Tragédia avança e número de vítimas aumenta
O cenário na Zona da Mata segue crítico. Segundo dados atualizados do Corpo de Bombeiros e da Polícia Civil, o número de mortos chegou a 71. A cidade de Juiz de Fora concentra a maior parte das vítimas, com 64 óbitos confirmados, enquanto que Ubá registra sete mortes.
As chuvas intensas atingem a região desde a última segunda-feira (23/2), quando um volume excepcional de precipitação provocou alagamentos generalizados, transbordamento de rios e inúmeros deslizamentos de terra. Ruas ficaram submersas, bairros inteiros foram isolados e dezenas de imóveis foram destruídos ou interditados por risco estrutural.

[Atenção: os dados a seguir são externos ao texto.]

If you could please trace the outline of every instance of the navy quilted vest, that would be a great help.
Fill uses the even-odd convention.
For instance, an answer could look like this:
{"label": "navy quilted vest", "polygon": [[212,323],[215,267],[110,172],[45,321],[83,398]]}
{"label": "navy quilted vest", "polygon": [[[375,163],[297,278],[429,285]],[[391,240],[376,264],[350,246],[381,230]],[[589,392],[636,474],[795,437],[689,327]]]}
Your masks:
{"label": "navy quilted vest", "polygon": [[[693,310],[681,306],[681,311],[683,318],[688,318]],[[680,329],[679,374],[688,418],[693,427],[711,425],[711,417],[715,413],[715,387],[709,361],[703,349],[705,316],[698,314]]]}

Milhares fora de casa e mobilização emergencial
De acordo com a Defesa Civil, mais de 8 mil pessoas estão desabrigadas ou desalojadas apenas em Juiz de Fora. Escolas, ginásios e igrejas foram adaptados como abrigos temporários, enquanto campanhas de arrecadação de alimentos, água potável, roupas e materiais de higiene se multiplicaram em todo o estado.
Equipes de resgate seguem atuando de forma ininterrupta, com o apoio de voluntários, profissionais da saúde e forças de segurança. As autoridades alertam para o risco de novas ocorrências, já que o solo permanece encharcado e há previsão de instabilidade climática nos próximos dias.
A manifestação do Papa Leão XIV repercutiu amplamente entre autoridades e moradores da região, sendo vista como um gesto de conforto espiritual em meio à dor e às perdas enfrentadas pela população mineira. Enquanto isso, o desafio imediato segue sendo salvar vidas, garantir abrigo aos afetados e iniciar, assim que possível, o processo de reconstrução das áreas devastadas.